I had just turned sixteen when I totaled my first car on my first date. I wore my seatbelt and lived. She did too, but if the police weren’t there to uphold the law, I’m certain her father would have changed that outcome. I don’t know whom I called first, my father or my mother, but it was my father who showed up to the scene of the crime to protect me.
I hadn’t been drinking, but I was drunk off the aura of the girl in my front seat. She made me dizzy. Her name was Victoria and she lived in a small farm town with only one stoplight. It had taken me forty minutes to find her house in a world before Google Maps, and on my way there I didn’t pass another car on the road.
I rang the doorbell. I met her father and her brother. I opened the door for her as I’d been carefully instructed to do so by my parents. She thanked me and was sure to compliment my car. December Sunday nights in Ohio are wastelands of arctic tundra and silence, and she wasn’t wearing a jacket. I wondered if this meant she was hoping I’d put my arm around her at the movies.

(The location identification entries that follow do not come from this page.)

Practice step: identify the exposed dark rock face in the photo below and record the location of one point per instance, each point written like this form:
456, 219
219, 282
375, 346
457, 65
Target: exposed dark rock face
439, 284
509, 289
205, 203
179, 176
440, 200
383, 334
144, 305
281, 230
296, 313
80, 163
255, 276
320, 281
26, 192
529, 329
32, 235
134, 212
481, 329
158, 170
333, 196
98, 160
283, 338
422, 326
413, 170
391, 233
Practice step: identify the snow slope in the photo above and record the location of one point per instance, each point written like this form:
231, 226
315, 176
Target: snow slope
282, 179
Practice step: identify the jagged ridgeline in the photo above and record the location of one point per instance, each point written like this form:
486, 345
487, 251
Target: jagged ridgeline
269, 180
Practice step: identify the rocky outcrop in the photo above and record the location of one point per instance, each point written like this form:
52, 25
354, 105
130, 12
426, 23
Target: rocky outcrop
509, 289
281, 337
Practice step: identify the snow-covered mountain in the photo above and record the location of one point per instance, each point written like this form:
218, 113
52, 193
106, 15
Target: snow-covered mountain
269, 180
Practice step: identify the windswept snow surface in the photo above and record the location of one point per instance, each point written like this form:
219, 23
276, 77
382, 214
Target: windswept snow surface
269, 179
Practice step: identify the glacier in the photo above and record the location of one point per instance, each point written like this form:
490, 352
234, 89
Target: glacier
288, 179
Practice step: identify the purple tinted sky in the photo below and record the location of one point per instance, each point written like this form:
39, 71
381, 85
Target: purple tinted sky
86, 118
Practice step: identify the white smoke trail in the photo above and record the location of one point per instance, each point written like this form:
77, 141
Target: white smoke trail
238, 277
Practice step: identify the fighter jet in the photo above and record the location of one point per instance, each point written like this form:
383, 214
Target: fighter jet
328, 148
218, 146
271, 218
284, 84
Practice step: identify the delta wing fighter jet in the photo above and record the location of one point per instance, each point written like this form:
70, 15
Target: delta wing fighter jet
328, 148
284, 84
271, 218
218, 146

Our date lasted sixty seconds. I ran a stop sign at forty miles an hour fifty yards from her front door, and slammed into the passenger side of another vehicle crossing the intersection. The driver had a small child sitting in the front seat who emerged miraculously unscathed. After the neighbors went back inside and the chief of police turned off the blue and red lights igniting the night and the tow-truck took away what I’d spent sixteen years saving for, Victoria said with a shrug, “Well, thanks, or whatever, for not being boring. Call me sometime."